The relative estimation errors of \(\hat{G}_i\) in Algorithm 3 are shown in Fig. 5. One can see that the errors are as large as \(16\%\) in the learning process. This implies that the CNS is able to adapt to VF with imperfect or noisy information.

3.3 Sensorimotor control in divergent force field

The effects of the divergent field to the subjects in the arm reaching movement are also studied in Burdet et al. (2001, 2006) and Franklin et al. (2003), whose experimental results are reproduced using our proposed computational method in this subsection. We set \(\beta = 300\) in (24).

Fig. 4
figure 4

Illustration of the stiffness geometry to the VF. Compared with the stiffness in the NF (green), the stiffness in the VF (red) increased significantly in the direction of the external force

Fig. 5
figure 5

Relative estimation error \(\Delta G_i\) between \(\hat{G}_i\) and its true value \(G(\hat{P}_i)\) in O-LSPI in the VF. Although the estimation errors exist in the learning process and can be as large as \(16\%\) of the true value measured by the Frobenius norm, the subject is still able to adapt to the VF

Fig. 6
figure 6

Simulated movement trajectory generated by O-LSPI. a Five movement trajectories of the subject after learning in the NF. b Five independent movement trajectories of the subject when firstly exposed to DF. For safety reasons, the DF is turned off when the trajectory deviates more than 2.5 cm from the y-axis. The black lines indicate this safety zone. c Five consecutive movement trajectories of the subject after 30 trials in the DF. d Five after-effect trials in the NF

Fig. 7
figure 7

Simulated velocity and endpoint force curves generated by O-LSPI. a Simulated curves of the subject after learning in the NF. b Simulated curves of the subject in several trials when firstly exposed to the DF. c Simulated curves of the subject after 30 trials in the DF. d After-effect trials in the NF. x-velocity and y-velocity curves are shown in the first and second rows, respectively. Bell-shaped velocity curves are clearly observed in y-velocity curves. x-endpoint force and y-endpoint force curves are shown in the third and fourth rows, respectively. The third figure in the x-endpoint force suggests that subjects adapted to the DF by generating compensation force in the x-direction to counteract the force produced by DF. The shapes of these curves resemble closely the experimental results reported in Burdet et al. (2001, 2006); Franklin et al. (2003)

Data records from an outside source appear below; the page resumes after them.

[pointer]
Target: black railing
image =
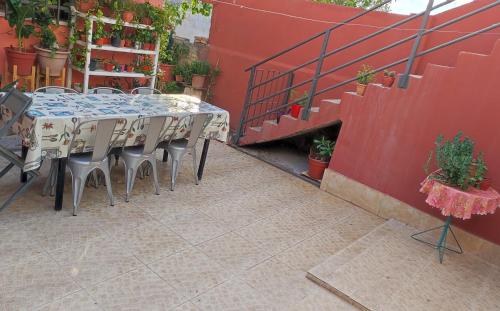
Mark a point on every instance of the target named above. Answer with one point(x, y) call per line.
point(255, 97)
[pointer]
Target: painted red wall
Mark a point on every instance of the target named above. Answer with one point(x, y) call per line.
point(241, 37)
point(386, 135)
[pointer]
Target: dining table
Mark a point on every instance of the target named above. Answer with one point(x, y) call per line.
point(47, 127)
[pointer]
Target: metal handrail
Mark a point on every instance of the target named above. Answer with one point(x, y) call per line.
point(324, 54)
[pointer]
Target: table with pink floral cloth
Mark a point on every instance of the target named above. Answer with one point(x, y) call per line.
point(454, 202)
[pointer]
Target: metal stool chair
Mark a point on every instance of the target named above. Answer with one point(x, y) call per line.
point(177, 148)
point(83, 163)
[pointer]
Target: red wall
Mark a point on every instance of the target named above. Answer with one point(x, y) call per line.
point(386, 135)
point(241, 37)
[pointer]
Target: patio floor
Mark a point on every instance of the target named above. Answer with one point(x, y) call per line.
point(243, 239)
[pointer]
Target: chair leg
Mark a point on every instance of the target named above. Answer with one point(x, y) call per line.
point(155, 175)
point(195, 173)
point(107, 178)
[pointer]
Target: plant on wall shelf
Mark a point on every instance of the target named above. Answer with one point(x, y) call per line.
point(364, 77)
point(456, 163)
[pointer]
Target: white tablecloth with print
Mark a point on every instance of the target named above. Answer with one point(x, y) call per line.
point(47, 128)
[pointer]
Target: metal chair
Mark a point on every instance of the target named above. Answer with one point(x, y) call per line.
point(105, 90)
point(177, 148)
point(145, 91)
point(14, 103)
point(55, 90)
point(135, 156)
point(107, 132)
point(50, 183)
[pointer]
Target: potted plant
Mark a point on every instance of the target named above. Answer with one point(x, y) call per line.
point(85, 6)
point(49, 54)
point(295, 108)
point(23, 58)
point(319, 157)
point(456, 163)
point(364, 76)
point(389, 77)
point(200, 70)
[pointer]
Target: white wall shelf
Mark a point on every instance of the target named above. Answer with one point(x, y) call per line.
point(87, 73)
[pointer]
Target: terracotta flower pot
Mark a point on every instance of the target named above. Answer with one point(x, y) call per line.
point(128, 16)
point(388, 81)
point(167, 72)
point(85, 5)
point(316, 168)
point(55, 61)
point(109, 67)
point(24, 60)
point(360, 89)
point(198, 81)
point(295, 110)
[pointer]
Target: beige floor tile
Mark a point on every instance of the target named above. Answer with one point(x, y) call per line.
point(233, 252)
point(95, 261)
point(190, 272)
point(33, 283)
point(151, 241)
point(79, 301)
point(196, 227)
point(232, 295)
point(136, 290)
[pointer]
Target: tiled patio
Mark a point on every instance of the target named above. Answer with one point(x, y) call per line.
point(242, 240)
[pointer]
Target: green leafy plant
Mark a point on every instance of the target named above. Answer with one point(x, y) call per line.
point(456, 162)
point(365, 75)
point(322, 149)
point(18, 19)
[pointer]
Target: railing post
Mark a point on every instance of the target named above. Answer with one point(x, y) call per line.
point(312, 93)
point(244, 112)
point(405, 78)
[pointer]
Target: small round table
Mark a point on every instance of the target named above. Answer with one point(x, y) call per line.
point(456, 203)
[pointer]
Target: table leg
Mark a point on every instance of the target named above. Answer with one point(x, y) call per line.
point(61, 174)
point(24, 153)
point(203, 159)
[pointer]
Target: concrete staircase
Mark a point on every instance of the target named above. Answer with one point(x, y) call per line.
point(331, 111)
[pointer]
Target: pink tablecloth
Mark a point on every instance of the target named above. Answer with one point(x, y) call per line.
point(457, 203)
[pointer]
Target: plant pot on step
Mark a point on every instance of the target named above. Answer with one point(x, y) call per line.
point(361, 89)
point(316, 168)
point(198, 81)
point(23, 59)
point(295, 111)
point(54, 60)
point(167, 72)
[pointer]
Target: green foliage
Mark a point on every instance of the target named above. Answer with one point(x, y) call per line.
point(365, 75)
point(365, 4)
point(456, 162)
point(323, 148)
point(201, 68)
point(18, 20)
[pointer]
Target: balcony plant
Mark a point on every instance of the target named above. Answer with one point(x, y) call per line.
point(295, 108)
point(389, 77)
point(200, 70)
point(319, 157)
point(364, 77)
point(456, 163)
point(18, 18)
point(49, 53)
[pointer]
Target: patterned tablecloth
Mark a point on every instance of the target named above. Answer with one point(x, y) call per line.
point(457, 203)
point(47, 128)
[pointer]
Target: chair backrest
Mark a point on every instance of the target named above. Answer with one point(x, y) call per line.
point(105, 90)
point(55, 90)
point(196, 124)
point(145, 91)
point(105, 134)
point(157, 127)
point(14, 103)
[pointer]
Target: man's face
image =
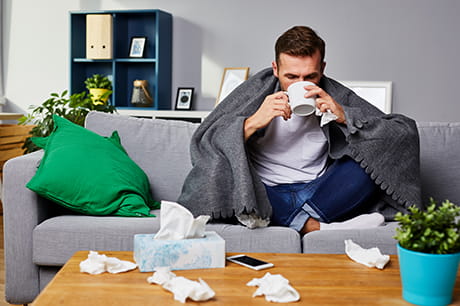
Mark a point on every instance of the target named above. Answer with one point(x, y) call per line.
point(292, 69)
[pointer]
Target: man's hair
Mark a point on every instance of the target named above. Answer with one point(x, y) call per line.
point(299, 41)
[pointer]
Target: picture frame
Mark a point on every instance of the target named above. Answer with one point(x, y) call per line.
point(137, 46)
point(231, 79)
point(184, 98)
point(378, 93)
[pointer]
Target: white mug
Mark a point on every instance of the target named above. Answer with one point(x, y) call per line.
point(300, 105)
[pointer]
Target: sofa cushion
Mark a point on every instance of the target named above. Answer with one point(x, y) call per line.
point(56, 239)
point(159, 147)
point(333, 241)
point(90, 174)
point(439, 160)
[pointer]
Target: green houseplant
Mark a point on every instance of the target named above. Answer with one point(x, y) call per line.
point(429, 252)
point(99, 87)
point(74, 108)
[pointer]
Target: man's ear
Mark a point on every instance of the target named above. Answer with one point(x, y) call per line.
point(275, 69)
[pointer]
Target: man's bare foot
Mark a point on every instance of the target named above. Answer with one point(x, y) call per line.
point(310, 226)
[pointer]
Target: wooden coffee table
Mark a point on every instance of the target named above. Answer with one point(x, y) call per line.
point(320, 279)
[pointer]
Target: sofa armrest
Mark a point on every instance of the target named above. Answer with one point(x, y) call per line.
point(23, 209)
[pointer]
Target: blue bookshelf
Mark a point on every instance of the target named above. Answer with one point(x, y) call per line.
point(155, 66)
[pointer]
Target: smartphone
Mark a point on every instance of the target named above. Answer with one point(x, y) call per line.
point(250, 262)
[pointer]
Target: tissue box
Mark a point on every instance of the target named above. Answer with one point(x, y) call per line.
point(186, 254)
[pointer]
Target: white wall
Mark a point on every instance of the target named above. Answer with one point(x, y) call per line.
point(413, 43)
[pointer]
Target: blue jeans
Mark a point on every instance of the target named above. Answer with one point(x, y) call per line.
point(342, 188)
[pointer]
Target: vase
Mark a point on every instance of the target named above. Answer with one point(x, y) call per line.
point(427, 279)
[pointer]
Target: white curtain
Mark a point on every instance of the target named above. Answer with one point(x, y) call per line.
point(2, 98)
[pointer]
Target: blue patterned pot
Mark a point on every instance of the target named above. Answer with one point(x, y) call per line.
point(427, 279)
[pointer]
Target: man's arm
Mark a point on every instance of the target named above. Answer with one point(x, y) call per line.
point(273, 106)
point(325, 102)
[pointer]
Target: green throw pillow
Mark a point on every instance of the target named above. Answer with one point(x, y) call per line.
point(90, 174)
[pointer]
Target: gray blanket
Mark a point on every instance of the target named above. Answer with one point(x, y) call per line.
point(223, 183)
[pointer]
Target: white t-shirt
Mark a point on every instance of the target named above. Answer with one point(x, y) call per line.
point(291, 151)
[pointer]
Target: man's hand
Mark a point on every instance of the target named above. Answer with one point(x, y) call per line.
point(274, 105)
point(325, 102)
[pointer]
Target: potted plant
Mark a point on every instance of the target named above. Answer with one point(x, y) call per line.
point(429, 252)
point(99, 87)
point(74, 108)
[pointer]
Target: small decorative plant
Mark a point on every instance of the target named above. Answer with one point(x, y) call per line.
point(74, 108)
point(99, 87)
point(98, 81)
point(435, 230)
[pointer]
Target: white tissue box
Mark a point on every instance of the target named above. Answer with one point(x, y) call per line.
point(185, 254)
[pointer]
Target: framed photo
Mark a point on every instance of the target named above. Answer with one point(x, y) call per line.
point(184, 98)
point(378, 93)
point(137, 46)
point(231, 79)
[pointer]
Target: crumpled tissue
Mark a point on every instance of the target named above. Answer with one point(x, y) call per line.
point(369, 257)
point(97, 264)
point(177, 222)
point(181, 287)
point(275, 287)
point(326, 117)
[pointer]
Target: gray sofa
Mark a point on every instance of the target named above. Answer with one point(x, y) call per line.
point(40, 237)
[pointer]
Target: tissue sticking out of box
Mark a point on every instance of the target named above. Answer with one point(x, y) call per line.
point(177, 222)
point(368, 257)
point(180, 244)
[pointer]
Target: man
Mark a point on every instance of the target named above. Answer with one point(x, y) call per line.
point(255, 160)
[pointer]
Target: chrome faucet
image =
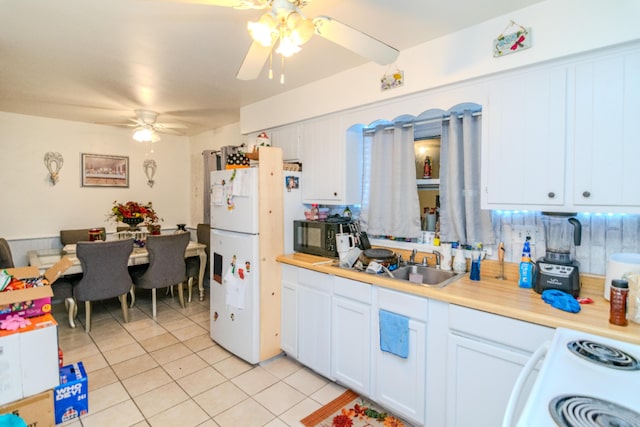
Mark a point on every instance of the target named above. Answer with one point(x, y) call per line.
point(438, 256)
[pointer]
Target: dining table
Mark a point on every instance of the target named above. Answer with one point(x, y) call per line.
point(45, 258)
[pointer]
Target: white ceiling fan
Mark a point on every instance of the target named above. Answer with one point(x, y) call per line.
point(286, 26)
point(146, 127)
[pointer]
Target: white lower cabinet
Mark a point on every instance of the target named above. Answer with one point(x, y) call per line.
point(399, 383)
point(485, 355)
point(314, 320)
point(462, 363)
point(351, 334)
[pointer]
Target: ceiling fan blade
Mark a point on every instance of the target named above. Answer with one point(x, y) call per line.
point(236, 4)
point(355, 40)
point(168, 130)
point(253, 62)
point(162, 126)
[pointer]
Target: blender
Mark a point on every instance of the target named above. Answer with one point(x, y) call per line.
point(558, 269)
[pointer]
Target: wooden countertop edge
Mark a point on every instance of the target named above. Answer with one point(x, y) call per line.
point(501, 297)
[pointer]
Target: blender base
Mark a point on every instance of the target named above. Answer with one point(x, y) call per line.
point(563, 277)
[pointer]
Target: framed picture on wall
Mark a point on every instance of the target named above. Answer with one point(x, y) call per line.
point(100, 170)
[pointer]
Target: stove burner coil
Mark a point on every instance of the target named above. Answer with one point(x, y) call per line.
point(604, 355)
point(586, 411)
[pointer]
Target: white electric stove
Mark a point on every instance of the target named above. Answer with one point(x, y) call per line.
point(585, 380)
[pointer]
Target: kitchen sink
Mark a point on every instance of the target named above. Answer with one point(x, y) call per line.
point(424, 275)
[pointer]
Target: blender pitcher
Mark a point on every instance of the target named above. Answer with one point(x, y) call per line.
point(560, 231)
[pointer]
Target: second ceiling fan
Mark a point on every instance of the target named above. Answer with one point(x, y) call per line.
point(284, 28)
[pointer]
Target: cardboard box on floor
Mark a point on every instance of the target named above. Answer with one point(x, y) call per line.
point(35, 410)
point(33, 294)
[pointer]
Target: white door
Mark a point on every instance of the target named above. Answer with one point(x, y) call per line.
point(235, 293)
point(234, 200)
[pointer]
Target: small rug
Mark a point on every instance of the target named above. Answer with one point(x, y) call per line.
point(351, 410)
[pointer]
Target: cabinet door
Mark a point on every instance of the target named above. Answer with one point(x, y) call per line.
point(480, 379)
point(323, 161)
point(314, 330)
point(287, 138)
point(485, 354)
point(399, 382)
point(523, 161)
point(606, 148)
point(351, 344)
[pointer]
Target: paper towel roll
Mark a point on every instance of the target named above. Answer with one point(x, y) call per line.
point(618, 265)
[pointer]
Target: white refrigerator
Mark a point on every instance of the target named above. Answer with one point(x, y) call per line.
point(235, 234)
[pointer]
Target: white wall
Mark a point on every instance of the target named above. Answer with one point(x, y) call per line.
point(32, 207)
point(559, 28)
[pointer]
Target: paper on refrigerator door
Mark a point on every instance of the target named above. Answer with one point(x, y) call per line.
point(217, 194)
point(241, 184)
point(234, 289)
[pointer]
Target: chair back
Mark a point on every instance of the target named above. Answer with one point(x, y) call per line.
point(166, 261)
point(105, 272)
point(6, 259)
point(69, 237)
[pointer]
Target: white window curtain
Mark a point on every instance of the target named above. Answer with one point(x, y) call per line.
point(461, 219)
point(390, 204)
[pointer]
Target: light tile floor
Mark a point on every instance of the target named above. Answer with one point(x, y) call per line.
point(169, 372)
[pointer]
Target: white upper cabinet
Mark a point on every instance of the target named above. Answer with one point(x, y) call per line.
point(606, 148)
point(287, 138)
point(330, 163)
point(524, 152)
point(563, 138)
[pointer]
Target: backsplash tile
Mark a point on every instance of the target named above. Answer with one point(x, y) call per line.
point(602, 235)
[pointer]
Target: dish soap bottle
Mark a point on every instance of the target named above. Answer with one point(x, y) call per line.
point(526, 266)
point(459, 261)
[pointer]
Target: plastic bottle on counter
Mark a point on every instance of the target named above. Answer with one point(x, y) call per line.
point(618, 302)
point(459, 261)
point(526, 267)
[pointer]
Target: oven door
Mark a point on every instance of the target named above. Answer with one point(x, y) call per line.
point(517, 400)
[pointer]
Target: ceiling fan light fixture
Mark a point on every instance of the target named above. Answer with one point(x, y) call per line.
point(301, 28)
point(145, 134)
point(264, 30)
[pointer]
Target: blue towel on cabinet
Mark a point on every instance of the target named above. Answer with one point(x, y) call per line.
point(394, 333)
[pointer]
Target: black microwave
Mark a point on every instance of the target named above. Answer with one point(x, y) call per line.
point(318, 237)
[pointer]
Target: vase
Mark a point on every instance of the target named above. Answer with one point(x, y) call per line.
point(133, 222)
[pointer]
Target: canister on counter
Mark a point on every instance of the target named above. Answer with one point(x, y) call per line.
point(618, 302)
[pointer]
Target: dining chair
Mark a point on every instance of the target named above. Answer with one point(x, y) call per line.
point(6, 259)
point(203, 234)
point(166, 268)
point(105, 274)
point(69, 237)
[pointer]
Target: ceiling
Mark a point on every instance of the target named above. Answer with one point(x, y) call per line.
point(98, 60)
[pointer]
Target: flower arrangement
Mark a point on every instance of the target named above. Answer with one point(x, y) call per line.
point(123, 212)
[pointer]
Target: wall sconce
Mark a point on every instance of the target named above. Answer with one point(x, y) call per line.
point(150, 167)
point(53, 162)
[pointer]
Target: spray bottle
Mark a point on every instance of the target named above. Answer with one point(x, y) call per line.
point(526, 266)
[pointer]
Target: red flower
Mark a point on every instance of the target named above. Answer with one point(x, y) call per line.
point(342, 421)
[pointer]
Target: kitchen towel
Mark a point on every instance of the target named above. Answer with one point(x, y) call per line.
point(561, 300)
point(394, 333)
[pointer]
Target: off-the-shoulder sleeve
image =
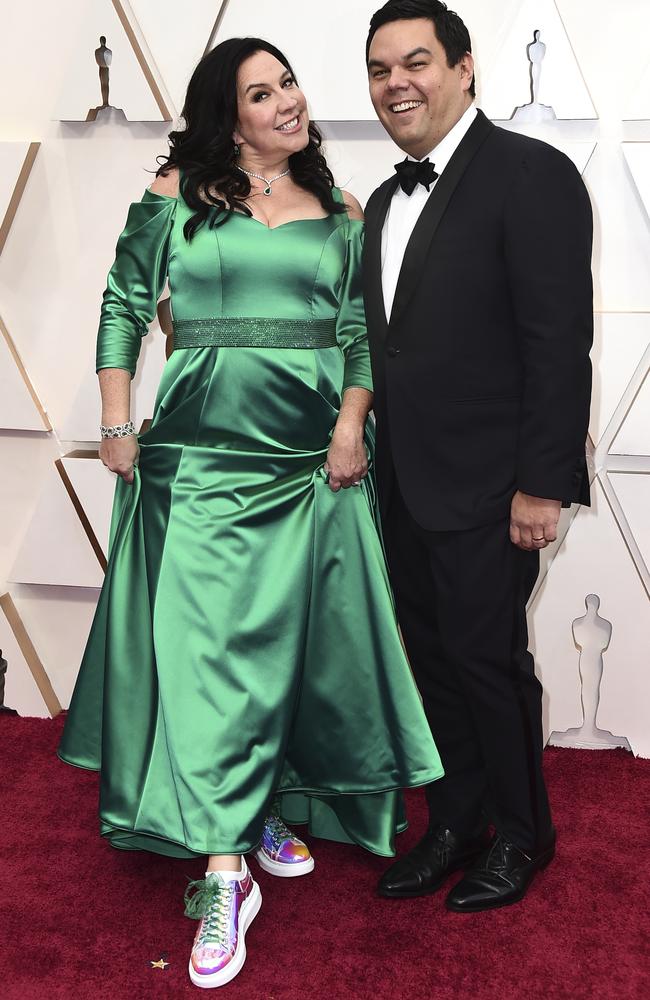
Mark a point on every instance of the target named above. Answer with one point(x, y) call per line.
point(351, 323)
point(135, 281)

The simulation of movements in the NF before the DF is applied is the same with that presented in the last subsection. However, with \(\beta = 300\) the DF produces an unstable interaction with the arm, so that the near-optimal policy learned in the NF is not stabilizing anymore. Therefore, when we apply the same near-optimal control policy learnt in the NF to generate the movements for the first five trials in the DF, unstable behaviors are observed, as shown in Fig. 6b. In this case, it is hypothesized that the CNS re-learns a new initial stabilizing controller using the robust control theory (see Remark 2 for an example), such that

$$\begin{aligned} A-B\hat{K}_1 = \left[ \begin{array}{cccccc} 0 &{}\; 0 &{}\; 1 &{}\; 0 &{}\; 0 &{}\; 0 \\ 0 &{}\; 0 &{}\; 0 &{}\; 1 &{}\; 0 &{}\; 0 \\ \frac{\beta }{m} &{}\; 0 &{}\; -\frac{b}{m} &{}\; 0 &{}\; \frac{1}{m} &{}\; 0 \\ 0 &{}\; 0 &{}\; 0 &{}\; -\frac{b}{m} &{}\; 0 &{}\; \frac{1}{m} \\ 0 &{}\; 0 &{}\; 0 &{}\; 0 &{}\; -\frac{1}{\tau } &{}\; 0 \\ 0 &{}\; 0 &{}\; 0 &{}\; 0 &{}\; 0 &{}\; -\frac{1}{\tau } \end{array}\right] - \left[ \begin{array}{cc} 0 &{}\; 0 \\ 0 &{}\; 0 \\ 0 &{}\; 0 \\ 0 &{}\; 0 \\ \frac{1}{\tau } &{}\; 0 \\ 0 &{}\; \frac{1}{\tau } \end{array}\right] \hat{K}_1 \end{aligned}$$

is Hurwitz. Here, we increase the first entry in the first row of the control gain in (25) by 600 and set the resultant stabilizing control gain to be the initial stabilizing control gain. After 30 trials in the DF, the O-LSPI has updated the control gain to

$$\begin{aligned} \hat{K}_{30} = \left[ \begin{array}{cccccc} 1462.15 &{}\quad 4.70 &{}\quad 81.59 &{}\quad -0.14 &{}\quad 1.87 &{}\quad 0.01 \\ -7.06 &{}\quad 310.12 &{}\quad -0.88 &{}\quad 43.09 &{}\quad 0.00 &{}\quad 1.31 \end{array}\right] , \end{aligned}$$

which is near-optimal, since the corresponding optimal control gain is

$$\begin{aligned} K^*_{\mathrm {DF}} = \left[ \begin{array}{cccccc} 1481.89 &{}\quad -4.86 &{}\quad 82.19 &{}\quad -0.76 &{}\quad 1.88 &{}\quad -0.01 \\ -6.65 &{}\quad 316.19 &{}\quad -0.799 &{}\quad 43.34 &{}\quad -0.01 &{}\quad 1.30 \end{array}\right] . \end{aligned}$$

The simulated movement trajectories, the velocity curves and the endpoint force curves are shown in Figs. 6 and 7. It can be seen that the simulated movement trajectories in the NF are approximately straight lines, and the velocity curves along the y-axis are bell-shaped. Due to the control-dependent noise, the movement trajectories differ slightly from trial to trial. Since DF produces an unstable interactions with the arm, unstable behaviors are observed in the first several trials when the subject is first exposed to the DF. Then, O-LSPI is applied, and after 30 trials, the movement trajectories become approximately straight as in the NF, which implies that the CNS has learned to adapt to the DF. The stiffness ellipses after 30 trials are shown in Fig. 8. It is clear that the stiffness in the DF increases significantly in the direction of the divergent force, and the change of stiffness along the movement direction is not significant, compared with the stiffness in the NF. Finally, the after-effects of the subject behavior are simulated when the DF is suddenly deactivated. The after-effects movement trajectories are even straighter than the trajectories in the NF. The reason is that the CNS has learned to compensate more to the displacement along the x-axis. One can find through comparison that our simulation results in Figs. 6, 7 and 8 are consistent with the experimental observations in Burdet et al. (2001, 2006) and Franklin et al. (2003).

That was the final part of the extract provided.